(RxWiki News) Women with polycystic ovary syndrome are more likely to have complications with pregnancy and giving birth, including diabetes, preeclampsia and premature birth.
Previously, these increased problems were thought to be associated with assisted reproductive technology, which women with polycystic ovary often receive.
New research, however, indicates that women with the condition are at increased risk for these complications whether or not they've undergone fertility treatment or reproductive assistance.
"Ask your OB/GYN about polycystic ovary syndrome."
Polycystic ovary syndrome is a common disorder in which a number of small cysts develop around the edge of a woman's ovaries. It affects between five and fifteen percent of women of reproductive age, and they often have problems getting pregnant because of ovulation problems. Women with this condition are more likely to be overweight and to receive fertility treatment.

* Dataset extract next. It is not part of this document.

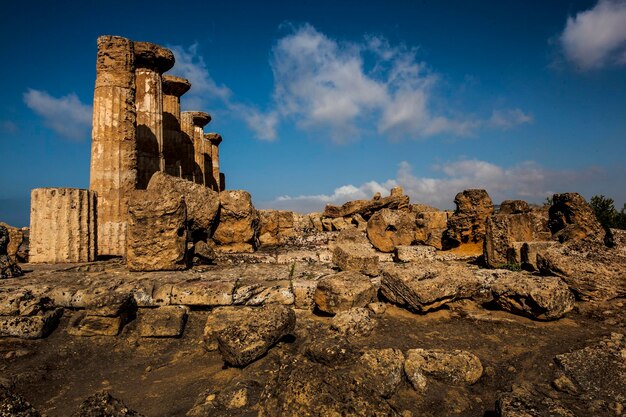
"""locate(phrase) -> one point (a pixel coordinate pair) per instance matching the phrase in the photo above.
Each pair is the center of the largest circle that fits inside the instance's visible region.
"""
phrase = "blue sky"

Researchers from the Karolinska Institutet and Karolinska University Hospital in Sweden studied data on 3,787 births among Swedish women with polycystic ovary syndrome, and more than one million births among women without the condition.
They measured the risk of adverse pregnancy outcomes including preeclampsia, diabetes brought on by pregnancy, premature birth, stillbirth, neonatal death and poor newborn health.
Women with polycystic ovary syndrome were 45 percent more likely to experience preeclampsia, and more than twice as likely to develop diabetes or give birth prematurely. The babies born to these mothers were also more prone to be large for gestational age, and to develop asphyxia during labor.
However, these increased risks could not be attributed to the use of assisted reproductive technology, or the weight or age of the woman. Lead author Nathalie Roos and her team called for better monitoring of women with polycystic ovary syndrome during pregnancy and birth, and said that future research should focus on glucose control, hormonal status and medical treatment for pregnant women with the syndrome.
Findings were published in the October 2011 issue of the British Medical Journal.